Part of me loves this, but then the little nagging voice in my head (the anti-consumer, fed by Amber at Unstuffed) says “you already have four bikes – and only use one regularly. You don’t need another bike”. And then the little peak-oil, voice says . . . “and that battery pack looks very custom-made – I bet getting spares will be a challenge in the future” – and when you think that the only major spare I’ve bought for my Orange mountain  bike has been a new inner tube . . you realise that simple is probably best (and that I need to ride more 🙂 ).  And I don’t have that many problems riding my current bike that this would solve.

Plus it is £1000+ – and that money would be better spent on Solar PV I think. If you’re still interested – possibly to get a non-cyclist out of a car, or for a longish commute – you can buy them from Top Electric Bikes or Tredz, and they’re made by Currie Tech in the USA, who do have a whole range – and some much cheaper models too (not as sexy though . . )

The view from the peak

Having recently awoken from a consumerist daze to realise that – duh! – oil is a finite resource, and that none of its replacements can produce even close to the same amount of energy, I decided to blog our efforts to reduce our energy consumption, ideally wean ourselves off direct & indirect use of fossil fuels as much as we can, and generally prepare ourselves an our community for the reduction in energy availability that is to come . . . so here goes.

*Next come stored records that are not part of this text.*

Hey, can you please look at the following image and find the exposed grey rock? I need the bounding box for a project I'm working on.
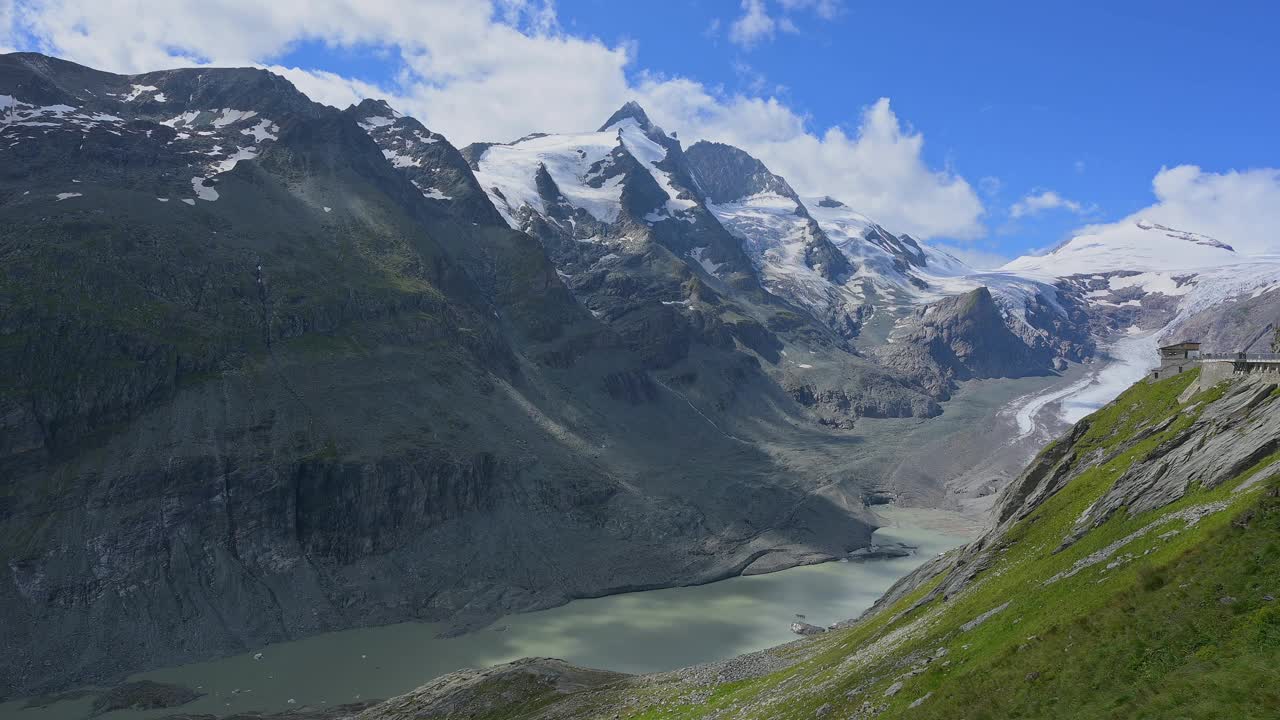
[908,692,932,708]
[1164,287,1280,353]
[883,681,904,697]
[355,658,625,720]
[684,140,803,207]
[791,622,827,636]
[876,287,1088,399]
[1068,377,1280,538]
[868,373,1280,624]
[960,601,1010,632]
[847,543,916,561]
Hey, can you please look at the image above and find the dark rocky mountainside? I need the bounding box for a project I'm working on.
[0,53,885,697]
[683,140,801,204]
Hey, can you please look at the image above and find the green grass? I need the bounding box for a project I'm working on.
[562,371,1280,720]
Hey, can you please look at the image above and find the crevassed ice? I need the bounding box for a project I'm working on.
[475,129,627,227]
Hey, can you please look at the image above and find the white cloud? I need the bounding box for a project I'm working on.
[729,0,777,48]
[778,0,842,19]
[1009,189,1088,219]
[637,93,984,239]
[4,0,985,240]
[1072,165,1280,256]
[931,242,1012,271]
[0,0,18,53]
[726,0,841,48]
[265,65,390,111]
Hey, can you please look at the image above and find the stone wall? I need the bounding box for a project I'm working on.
[1196,359,1280,392]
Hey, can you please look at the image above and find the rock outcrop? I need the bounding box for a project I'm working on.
[876,287,1070,398]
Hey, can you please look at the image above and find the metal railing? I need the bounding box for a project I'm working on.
[1200,352,1280,362]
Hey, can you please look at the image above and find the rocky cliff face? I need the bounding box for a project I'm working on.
[0,53,884,697]
[875,287,1090,398]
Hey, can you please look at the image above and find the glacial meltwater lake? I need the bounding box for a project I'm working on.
[2,507,978,720]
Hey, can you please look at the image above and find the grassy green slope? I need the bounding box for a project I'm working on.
[637,372,1280,720]
[423,371,1279,720]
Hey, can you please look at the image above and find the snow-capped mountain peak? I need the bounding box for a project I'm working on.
[468,102,704,230]
[1003,218,1240,278]
[597,100,658,134]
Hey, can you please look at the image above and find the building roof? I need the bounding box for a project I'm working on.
[1160,341,1201,350]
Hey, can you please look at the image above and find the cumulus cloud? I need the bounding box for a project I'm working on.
[1009,189,1089,219]
[729,0,777,48]
[931,242,1012,271]
[1071,166,1280,256]
[265,65,392,111]
[726,0,841,48]
[637,92,985,239]
[2,0,984,240]
[779,0,842,19]
[0,0,18,53]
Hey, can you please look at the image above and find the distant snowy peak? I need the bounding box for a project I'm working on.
[1004,218,1240,277]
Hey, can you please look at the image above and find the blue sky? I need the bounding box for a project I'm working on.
[563,0,1280,258]
[5,0,1279,265]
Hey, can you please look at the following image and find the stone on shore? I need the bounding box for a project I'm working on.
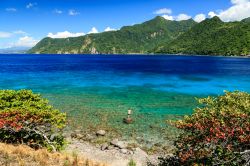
[120,149,128,154]
[110,139,127,149]
[96,130,106,136]
[101,143,109,151]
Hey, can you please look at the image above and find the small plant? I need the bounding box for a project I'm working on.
[128,159,136,166]
[0,90,66,151]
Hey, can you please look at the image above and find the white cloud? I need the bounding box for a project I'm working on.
[159,11,191,21]
[69,9,80,16]
[12,36,38,47]
[208,0,250,21]
[13,30,27,35]
[88,27,98,34]
[162,14,174,20]
[176,14,192,21]
[194,14,206,22]
[154,8,172,15]
[0,30,27,39]
[231,0,249,4]
[26,3,36,9]
[208,11,217,18]
[0,32,12,38]
[54,9,63,14]
[47,31,85,38]
[104,27,116,32]
[6,8,17,12]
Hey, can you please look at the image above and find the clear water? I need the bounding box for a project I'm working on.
[1,54,250,143]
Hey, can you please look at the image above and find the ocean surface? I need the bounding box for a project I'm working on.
[1,54,250,143]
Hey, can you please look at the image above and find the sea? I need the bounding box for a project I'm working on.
[1,54,250,145]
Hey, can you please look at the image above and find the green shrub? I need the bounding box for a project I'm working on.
[0,90,66,151]
[128,159,136,166]
[171,91,250,165]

We’re working on the premise that we’re not going to be taking to the mountains, going and living in the woods, or building a big concrete bunker. Rather we’re looking at the Transition Towns model, where we work on building a diverse, resilient community, increasingly able to supply its own basic requirements locally.

Our preparations are only slightly compromised by our imminent relocation from Australia back to the UK, but this does present a whole lot of opportunity to start again. We’ll be needing a new house, so we have the chance now to look for ones that will most support our post-peak-oil lifestyle. This means I need to work out what that really will require, before we can really hope to achieve it. From my initial reading, and skirting the apocalyptic doom-mongers, some of my thoughts are:

  • Large, south / south-west-facing unshaded garden for growing a substantial portion of our own fresh food. And / or close proximity to allotments.
  • Walking distance to friends & local shops, and the ability to do almost all our travel by foot, bike or public transport.
  • Our own water supply – at least for garden/non-drinking use.
  • A house that can be economically retrofitted to ensure that it neads minimal energy to heat and light, and minimal water to run.
  • Some form of local energy storage & off-grid lighting/power to cope with blackouts
  • The ability to cope without reliable access to main sewage disposal.
  • Little-or-no debt.
  • A long way from any prospect of flooding.
  • Part of a community – no mountain-top shacks for us.

That sounds like a great list to get started with – I’ll keep you posted.